A geological history, which is developed by mapping and investigating the geology of an area, provides a framework for understanding the area’s origin and development. In our culture, geological history is presented within a narrow way of thinking based on evolutionary assumptions about the past. However, the history of the Bible provides a powerful framework for geological history that gives new insights and appreciations. Within that history, Noah’s Flood is the main event that impacts our geological interpretations.

The global Flood catastrophe, both its cause and progress, involved enormous, ongoing tectonic movements of the earth’s crust. Energy released by these movements melted rocks to form magma. This, in turn, was pushed through the crust into dykes and sills and pooled in huge granite plutons.

Crustal movement also fractured, folded, buried, uplifted, and metamorphosed rocks. Plus, crustal movements swept enormous volumes of water across the earth’s surface, which eroded rocks to produce sediments, which were washed across the earth and deposited in lower lying sedimentary basins.

Crustal movements occurred in convulsions—episodically—similar to, but much larger than the way earthquakes occur today. A sudden movement was followed by a pause, and then another sudden shift followed by another pause, etc.

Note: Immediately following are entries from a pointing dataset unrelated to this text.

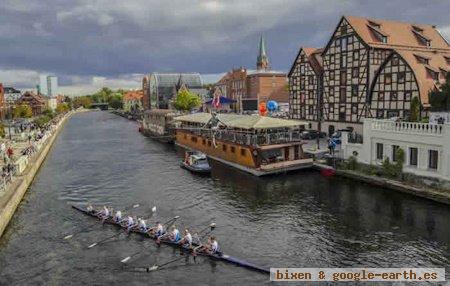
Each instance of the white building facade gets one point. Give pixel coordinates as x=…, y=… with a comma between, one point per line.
x=426, y=146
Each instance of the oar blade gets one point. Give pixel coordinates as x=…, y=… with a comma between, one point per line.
x=153, y=268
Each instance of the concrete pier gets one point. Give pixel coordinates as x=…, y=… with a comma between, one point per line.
x=11, y=197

These ongoing, jerky movements progressively allowed the floodwaters to rise until they covered the whole earth, about five months after the Flood began. As the crustal movements continued, they caused the ocean basins to sink. In other words, the last significant crustal movements of the Flood enlarged the ocean basins, which made the water flow off the continents into the oceans. These movements also proceeded episodically.

Floodwaters rising (first 150 days)

Credit: Graeme Bartlett, Wikipedia800px-Tasmania_simple_geology_map
Figure 1. Simplified surface geology of Tasmania.

The oldest rocks in Tasmania formed early in the Flood (Genesis 6–8), within days or weeks after the catastrophe began some 4,500 years ago. In the standard geological classification system these have been labelled as forming in the Proterozoic, also called the late Precambrian. The geology transformation tool has allowed us to re-interpret the standard geological classification into a biblical framework. These rocks are exposed on both the west and east coast of the island (see geological map of Tasmania in figure 1). They were emplaced catastrophically, originally as igneous and sedimentary rocks. However, powerful movements of the crust at around the same time buried and metamorphosed these rocks to form quartzite, phyllite and schist.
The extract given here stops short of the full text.